Mentre gran parte dei media generalisti continua a diffondere la narrazione di un’estate condannata a un caldo africano eterno e ininterrotto, i dati reali e le proiezioni scientifiche mostrano una realtà diametralmente opposta. L’ondata di caldo che ha caratterizzato la prima parte di agosto è ufficialmente giunta al capolinea, e la conferma arriva direttamente dai rilevamenti ufficiali della mattinata odierna. Nelle vallate alpine e prealpine il freddo anomalo si è già palesato con chiarezza: basti osservare i dati di Sondrio con appena +20°C in pieno giorno, Lecco con +23°C, e le principali città del Trentino-Alto Adige come Bolzano, Trento e Rovereto ferme anch’esse a +23°C. Questa massa d’aria fresca, che nelle prime ore della giornata ha iniziato a travasare attraverso i valichi alpini, si estenderà rapidamente questa sera a tutta la Pianura Padana, per poi conquistare le regioni centrali nella giornata di sabato e completare la sua corsa al Meridione tra domenica e lunedì.
L’analisi delle mappe ICON: la cronologia del crollo da venerdì a lunedì
Per comprendere nel dettaglio la traiettoria e la tempistica del fronte fresco, l’analisi meteorologica si avvale delle mappe termiche ad 850 hPa elaborate dal modello ICON, lo strumento di calcolo del servizio meteorologico tedesco DWD riconosciuto tra i più precisi in Europa. Nella mappa relativa a venerdì pomeriggio, si nota chiaramente il fronte freddo che sfonderà la barriera alpina: la linea dell’isoterma +20°C a 1500 metri viene spinta con decisione verso il Centro-Sud, mentre l’aria più fresca comincia ad invadere il Nord-Ovest e i settori alpini.
Nella mappa di sabato mattina, il ridimensionamento appare evidente: l’isoterma +20°C arretra ulteriormente posizionandosi tra Toscana, Umbria e Lazio, lasciando tutto il Settentrione avvolto da una massa d’aria decisamente più fredda, dove l’isoterma +15°C conquista gran parte del Triveneto e delle Alpi.
Osservando la proiezione per domenica mattina, la spinta delle correnti settentrionali completa il suo sfondamento verso il Mezzogiorno: la linea dei +20°C viene scalzata via dal Centro Italia e spinta oltre la Puglia, la Basilicata e la Calabria.
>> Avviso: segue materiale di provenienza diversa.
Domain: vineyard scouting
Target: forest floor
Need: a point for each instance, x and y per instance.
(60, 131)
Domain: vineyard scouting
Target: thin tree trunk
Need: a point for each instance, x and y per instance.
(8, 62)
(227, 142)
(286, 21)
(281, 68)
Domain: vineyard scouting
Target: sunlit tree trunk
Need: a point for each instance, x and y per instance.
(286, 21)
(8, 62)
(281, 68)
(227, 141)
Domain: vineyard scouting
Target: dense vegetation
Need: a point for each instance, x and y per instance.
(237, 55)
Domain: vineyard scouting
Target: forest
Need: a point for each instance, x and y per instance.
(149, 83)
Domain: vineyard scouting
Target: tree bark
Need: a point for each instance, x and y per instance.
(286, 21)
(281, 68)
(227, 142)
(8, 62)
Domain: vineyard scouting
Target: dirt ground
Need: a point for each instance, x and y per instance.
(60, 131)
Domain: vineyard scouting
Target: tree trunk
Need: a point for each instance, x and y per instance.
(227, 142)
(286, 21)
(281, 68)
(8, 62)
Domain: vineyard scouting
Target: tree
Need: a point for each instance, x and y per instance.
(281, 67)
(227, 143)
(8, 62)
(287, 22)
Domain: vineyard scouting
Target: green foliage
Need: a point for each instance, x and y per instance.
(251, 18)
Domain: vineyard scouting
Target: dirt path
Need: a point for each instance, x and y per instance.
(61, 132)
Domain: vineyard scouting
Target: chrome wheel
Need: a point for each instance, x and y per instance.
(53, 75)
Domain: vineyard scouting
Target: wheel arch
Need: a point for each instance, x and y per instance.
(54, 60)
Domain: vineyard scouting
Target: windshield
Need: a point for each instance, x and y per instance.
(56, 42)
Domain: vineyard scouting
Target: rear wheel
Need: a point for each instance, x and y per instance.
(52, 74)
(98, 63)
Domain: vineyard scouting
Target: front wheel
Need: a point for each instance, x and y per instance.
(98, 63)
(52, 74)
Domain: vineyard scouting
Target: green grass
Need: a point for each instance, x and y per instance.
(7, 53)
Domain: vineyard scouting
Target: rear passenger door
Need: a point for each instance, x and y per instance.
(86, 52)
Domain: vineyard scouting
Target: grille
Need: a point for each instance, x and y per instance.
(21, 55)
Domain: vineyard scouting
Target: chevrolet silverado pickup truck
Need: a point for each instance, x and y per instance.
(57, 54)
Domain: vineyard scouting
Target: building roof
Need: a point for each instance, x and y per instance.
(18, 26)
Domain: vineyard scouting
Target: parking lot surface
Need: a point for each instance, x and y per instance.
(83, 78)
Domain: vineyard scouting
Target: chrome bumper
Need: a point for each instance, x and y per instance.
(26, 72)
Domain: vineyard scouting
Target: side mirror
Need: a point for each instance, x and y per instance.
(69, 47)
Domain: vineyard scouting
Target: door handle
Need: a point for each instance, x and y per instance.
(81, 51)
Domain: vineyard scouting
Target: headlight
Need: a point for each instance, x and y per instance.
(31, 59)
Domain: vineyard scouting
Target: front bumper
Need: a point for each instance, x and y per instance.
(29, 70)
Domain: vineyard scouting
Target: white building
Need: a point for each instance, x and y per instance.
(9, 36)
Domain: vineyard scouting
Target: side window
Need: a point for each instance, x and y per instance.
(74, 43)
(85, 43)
Infine, la mappa di lunedì mattina mostra il consolidamento totale del ricambio d’aria su tutta la Penisola: l’isoterma +20°C viene definitivamente confinata sul Mar Ionio e sul Nord Africa, lasciando l’intero territorio italiano immerso in un campo termico mite e piacevole.
Il crollo zona per zona: il riscontro al suolo tra Nord e Sud
La traduzione pratica di queste mappe sulla colonnina di mercurio al suolo evidenzierà differenze marcate ma coerenti tra le diverse aree geografiche. Al Settentrione assistiamo a un vero e proprio crollo delle temperature, con un calo termico nell’ordine di 6-7°C rispetto ai giorni scorsi. Le temperature massime in Pianura Padana si assesteranno tra i +29°C e i +31°C, mentre le minime della notte e del primo mattino scenderanno ovunque al di sotto della soglia dei +20°C a partire da sabato mattina. Al Centro Italia il calo sarà compreso tra i 4°C e i 5°C, facendosi sentire in modo particolare lungo il versante adriatico tra Marche e Abruzzo. Al Sud la contrazione termica risulterà più contenuta, nell’ordine dei 2-3°C tra domenica e lunedì, ma per un preciso motivo climatologico: città costiere e pianeggianti come Napoli, Palermo, Bari, Catania, Messina, Taranto e Reggio Calabria non hanno mai toccato i picchi roventi della Val Padana, mantenendosi stabili tra i +32°C e i +34°C grazie al costante lavoro delle brezze marine. Partendo da valori meno estremi, il ridimensionamento al Meridione sarà sufficiente per abbattere i tassi di umidità e riportare il clima su standard del tutto godibili.
Normalità estiva senza eccessi: la situazione per la seconda decade di agosto
Risulta doveroso chiarire, a tutela di una corretta informazione scientifica, che ci troviamo nella prima decade di agosto, ovvero nel clou della stagione estiva. Questo calo termico non deve essere confuso con l’arrivo prematuro dell’inverno o con fenomeni fuori scala come nevicate a bassa quota, ma rappresenta il ritorno a una fisiologica normalità estiva. Spezzata la morsa dell’afa opprimente e archiviata la fiammata africana, l’Italia vivrà giornate caratterizzate da cieli puliti, ottima visibilità, una costante ventilazione di maestrale e grecale e temperature perfettamente in linea con la media del periodo.